The good news is, a team of researchers from the Indiana University School of Medicine and the Regenstrief Institute is launching a long-term study dedicated to making Hoosiers healthier. The study will be conducted under the auspices of the newly formed Fairbanks Institute, just created with a $10 million gift from the Indianapolis-based Richard M. Fairbanks Foundation. The Guidant Foundation also contributed $500,000.
The Fairbanks Institute brings together patient data and scientific expertise in population health, biologics (the study of biological information from the blood), and medical informatics. The first phase of the study will look at risk factors that can predict cardiovascular disease, especially how genes and the environment interact to raise or lower the risk of disease.
“Cardiovascular disease is the single largest killer in the United States,” says Keith March, the Cryptic Masons Medical Research Foundation Professor in Vascular Biology Research and director of the Indiana Center for Vascular Biology and Medicine. “We need to better understand who is at risk and how to reduce that risk. This institute should provide valuable information because we are studying genes, proteins, and characteristics of repair cells, as well as individual health behaviors, and how all these factors interact.” March is leading the biologics core effort for the Fairbanks initiative.
The study is enrolling 1,000 Indianapolis-area participants initially, Researchers will collect information about them over a period of years. Biological data from blood analysis will be collected, and the long-term health of participants will be monitored closely. Using health information exchange networks already in place in central Indiana, researchers will be able to match biologic and lifestyle data to health information gathered as part of regular medical care.
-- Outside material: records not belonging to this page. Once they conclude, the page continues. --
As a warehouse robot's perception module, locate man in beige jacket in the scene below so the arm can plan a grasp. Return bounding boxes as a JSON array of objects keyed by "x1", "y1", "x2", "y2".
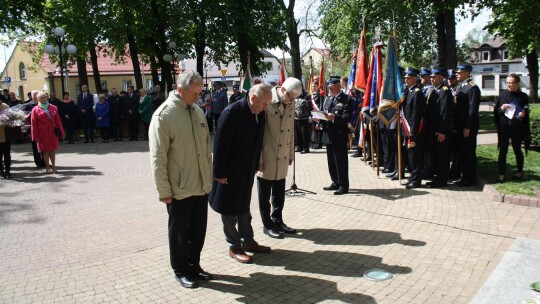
[
  {"x1": 149, "y1": 70, "x2": 212, "y2": 288},
  {"x1": 257, "y1": 77, "x2": 302, "y2": 238}
]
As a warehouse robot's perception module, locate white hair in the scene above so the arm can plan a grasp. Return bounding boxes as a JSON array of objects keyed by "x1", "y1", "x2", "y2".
[
  {"x1": 176, "y1": 70, "x2": 203, "y2": 90},
  {"x1": 281, "y1": 77, "x2": 302, "y2": 96}
]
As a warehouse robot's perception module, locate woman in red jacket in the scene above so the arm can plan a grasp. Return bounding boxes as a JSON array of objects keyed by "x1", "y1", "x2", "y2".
[{"x1": 31, "y1": 92, "x2": 64, "y2": 174}]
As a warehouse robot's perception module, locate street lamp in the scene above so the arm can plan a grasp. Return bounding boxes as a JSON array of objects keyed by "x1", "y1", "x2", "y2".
[{"x1": 45, "y1": 27, "x2": 77, "y2": 96}]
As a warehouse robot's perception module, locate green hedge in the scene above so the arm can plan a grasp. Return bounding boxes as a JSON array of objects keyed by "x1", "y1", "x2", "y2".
[{"x1": 529, "y1": 103, "x2": 540, "y2": 146}]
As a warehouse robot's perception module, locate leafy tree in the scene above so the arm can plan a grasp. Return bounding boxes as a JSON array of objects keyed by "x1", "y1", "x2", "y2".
[{"x1": 483, "y1": 0, "x2": 540, "y2": 102}]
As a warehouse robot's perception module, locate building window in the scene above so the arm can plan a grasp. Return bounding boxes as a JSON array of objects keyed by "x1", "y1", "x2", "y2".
[
  {"x1": 482, "y1": 51, "x2": 491, "y2": 62},
  {"x1": 482, "y1": 75, "x2": 495, "y2": 89},
  {"x1": 122, "y1": 80, "x2": 132, "y2": 91},
  {"x1": 19, "y1": 62, "x2": 26, "y2": 80}
]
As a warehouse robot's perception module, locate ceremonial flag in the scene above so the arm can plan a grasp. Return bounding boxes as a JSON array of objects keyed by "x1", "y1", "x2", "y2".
[
  {"x1": 349, "y1": 28, "x2": 369, "y2": 92},
  {"x1": 362, "y1": 42, "x2": 383, "y2": 120},
  {"x1": 378, "y1": 34, "x2": 405, "y2": 125},
  {"x1": 279, "y1": 53, "x2": 287, "y2": 86},
  {"x1": 241, "y1": 59, "x2": 253, "y2": 94},
  {"x1": 319, "y1": 59, "x2": 326, "y2": 98}
]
This combination of information should provide one of the nation's richest and most broadly integrated health datasets.
“Using the Indiana Network for Patient Care database,” says Clement McDonald, IU Distinguished Professor and director of the Regenstrief Institute, “we will have the capacity to monitor, with appropriate permissions, when volunteers experience a critical illness, how individual risk translates into a medical event, and how health-care providers deliver care for these problems.” McDonald is leading the informatics core for the Fairbanks Institute. The Regenstrief Institute is an internationally recognized informatics and health-care services research organization.
With its funding from the Fairbanks Foundation and Guidant, the Fairbanks Institute capitalizes on the collaboration between Regenstrief; the IU School of Medicine; and BioCrossroads, the state of Indiana's public-private life sciences initiative.